I am sure all amateur owners and riders alike have been there – whether or not we care to admit it. The mind can be a very powerful thing, a useful tool in most applications, but a deadly war-zone in others. There is a weak trace of irony in it for equestrians - mixing in a 1,000lb beast that most love and enjoy because of their sheer ability to make us feel free. But sometimes we don’t feel very free. Sometimes we don’t stop to appreciate what we have, and moreso don’t have appreciation for what we are striving for or the stepping stones along the way.
Riding horses is one of the most beautiful, gratifying, and completely mesmerizing things in the entire world. I imagine it is much like deep-sea diving or orchestrating a masterpiece in front of a live audience. It is terrifying, exhilarating, and completely and utterly satisfying to the heart.
The common-thing that drives each of us equestrians to our goals isn’t to be the best we can be, but to be the best partner we can be. We strive to be an honest rider, and we strive to do the same with our horse.
The future I have for Annie isn’t so different from this kaleidoscope we all look through with starry-eyes and mesmerized minds. We don’t need the next 4* eventer, and we know that, but it doesn’t stop us from dreaming of the future and all that we can accomplish with our partner.
Horses are a funny thing.

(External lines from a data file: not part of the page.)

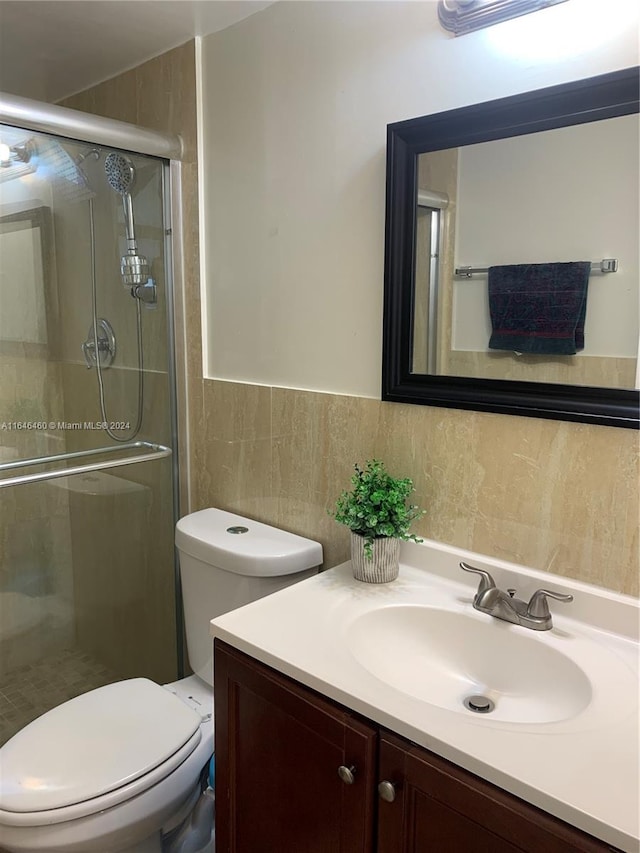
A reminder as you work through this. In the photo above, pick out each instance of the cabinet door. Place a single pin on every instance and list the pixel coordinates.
(278, 749)
(439, 807)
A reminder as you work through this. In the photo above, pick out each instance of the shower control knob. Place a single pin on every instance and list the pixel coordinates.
(347, 774)
(387, 791)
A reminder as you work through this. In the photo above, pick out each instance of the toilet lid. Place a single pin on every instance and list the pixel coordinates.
(93, 744)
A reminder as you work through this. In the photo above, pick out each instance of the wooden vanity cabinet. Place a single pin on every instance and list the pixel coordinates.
(279, 746)
(439, 807)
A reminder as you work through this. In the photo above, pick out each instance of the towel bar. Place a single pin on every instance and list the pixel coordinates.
(605, 265)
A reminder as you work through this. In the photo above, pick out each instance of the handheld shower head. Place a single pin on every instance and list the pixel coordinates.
(134, 268)
(120, 172)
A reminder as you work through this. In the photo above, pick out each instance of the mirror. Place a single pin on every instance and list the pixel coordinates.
(27, 297)
(540, 184)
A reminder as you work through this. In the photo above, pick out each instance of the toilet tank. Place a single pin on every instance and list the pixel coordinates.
(227, 561)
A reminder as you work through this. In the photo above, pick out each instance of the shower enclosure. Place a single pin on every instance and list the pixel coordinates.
(88, 472)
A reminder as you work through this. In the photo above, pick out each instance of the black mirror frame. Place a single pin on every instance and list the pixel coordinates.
(593, 99)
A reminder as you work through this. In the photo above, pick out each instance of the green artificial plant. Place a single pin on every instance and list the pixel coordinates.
(377, 507)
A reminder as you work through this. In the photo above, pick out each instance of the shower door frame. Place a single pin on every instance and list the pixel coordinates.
(28, 114)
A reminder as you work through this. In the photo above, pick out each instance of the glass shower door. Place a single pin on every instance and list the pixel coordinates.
(87, 444)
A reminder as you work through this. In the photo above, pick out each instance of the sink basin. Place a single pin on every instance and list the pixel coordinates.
(442, 657)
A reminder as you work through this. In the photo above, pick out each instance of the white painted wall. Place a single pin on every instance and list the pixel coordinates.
(564, 195)
(295, 101)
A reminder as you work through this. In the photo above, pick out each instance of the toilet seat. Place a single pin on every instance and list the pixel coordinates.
(56, 769)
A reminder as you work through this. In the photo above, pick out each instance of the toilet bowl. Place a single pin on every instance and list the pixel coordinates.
(116, 769)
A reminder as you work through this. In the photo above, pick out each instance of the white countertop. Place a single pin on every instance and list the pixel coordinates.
(583, 770)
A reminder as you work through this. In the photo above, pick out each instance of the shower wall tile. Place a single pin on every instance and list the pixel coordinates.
(556, 496)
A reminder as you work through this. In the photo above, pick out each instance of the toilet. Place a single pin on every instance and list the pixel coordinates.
(117, 769)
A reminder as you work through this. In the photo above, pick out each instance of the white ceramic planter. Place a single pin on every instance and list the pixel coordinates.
(384, 564)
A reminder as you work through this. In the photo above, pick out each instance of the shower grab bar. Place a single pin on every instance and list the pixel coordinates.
(605, 265)
(154, 451)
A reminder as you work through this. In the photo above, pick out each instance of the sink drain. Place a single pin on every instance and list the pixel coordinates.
(479, 704)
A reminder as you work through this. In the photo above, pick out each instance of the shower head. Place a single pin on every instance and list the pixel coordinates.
(120, 172)
(134, 268)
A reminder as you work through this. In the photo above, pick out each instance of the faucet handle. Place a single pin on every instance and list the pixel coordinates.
(538, 606)
(486, 581)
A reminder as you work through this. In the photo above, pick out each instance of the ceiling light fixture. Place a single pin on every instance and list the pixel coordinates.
(465, 16)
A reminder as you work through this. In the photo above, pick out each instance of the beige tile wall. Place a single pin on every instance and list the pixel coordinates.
(558, 496)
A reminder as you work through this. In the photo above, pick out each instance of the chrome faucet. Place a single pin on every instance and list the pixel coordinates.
(504, 605)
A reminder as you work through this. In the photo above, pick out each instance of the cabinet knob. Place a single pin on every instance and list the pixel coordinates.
(347, 774)
(387, 791)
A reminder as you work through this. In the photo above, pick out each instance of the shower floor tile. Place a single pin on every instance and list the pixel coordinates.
(29, 691)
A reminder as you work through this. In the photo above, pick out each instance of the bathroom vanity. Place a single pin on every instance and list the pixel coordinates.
(340, 722)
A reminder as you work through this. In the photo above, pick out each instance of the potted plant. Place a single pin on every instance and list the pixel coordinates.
(377, 513)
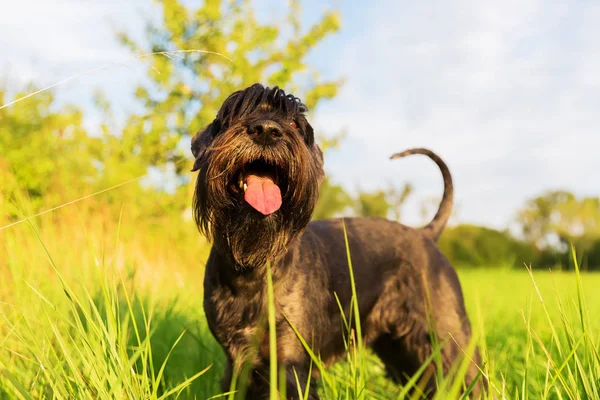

They can be young or old, big or small, but they throw us hurtling on this roller-coaster that never seems endless of ups and down. And to say I have been chugging along steadily would be a big, fat lie.
People are planners by nature, and when progress isn’t met, or other diversions pop up, we feel very cheated. Our spirits plummet, our motivation drops, and our minds chug along with a roller-coaster of their own.
Obviously for me, the biggest obstacle is the business of trailer loading. It is like this big, ugly green monster that lurks behind every well-intentioned conversation and every plan I had made. Our lack of mobility is a whole slew of emotions : embarrassing, frustrating, depressing, frightening, annoying, stupid, discouraging…
Most times I manage to shut the unwelcome, negative words out. But it gets harder with each conversation and as the guilt of what happened piles on and spills over the edges. The recent blip in progress is just the nail in the coffin of what was beginning to look like a very promising and painless process.
But horses aren’t like that. Nothing worth having comes easy, and plateaus are to be expected, especially in this business. But still, the frustration is something that will never fully dissolve or dissipate, especially when you have had the taste of sweet victory before.
Not all nectar is sweet, and the typical non-linear progress that is horses keeps us humble. There will be bumps in the road – sometimes sink holes – but this isn’t about avoiding or skirting around them.
These bumps, I imagine, are more like bridges. Rickety bridges that have withstood years and years of weather and wear.
The question is, how fast are you willing to cross them?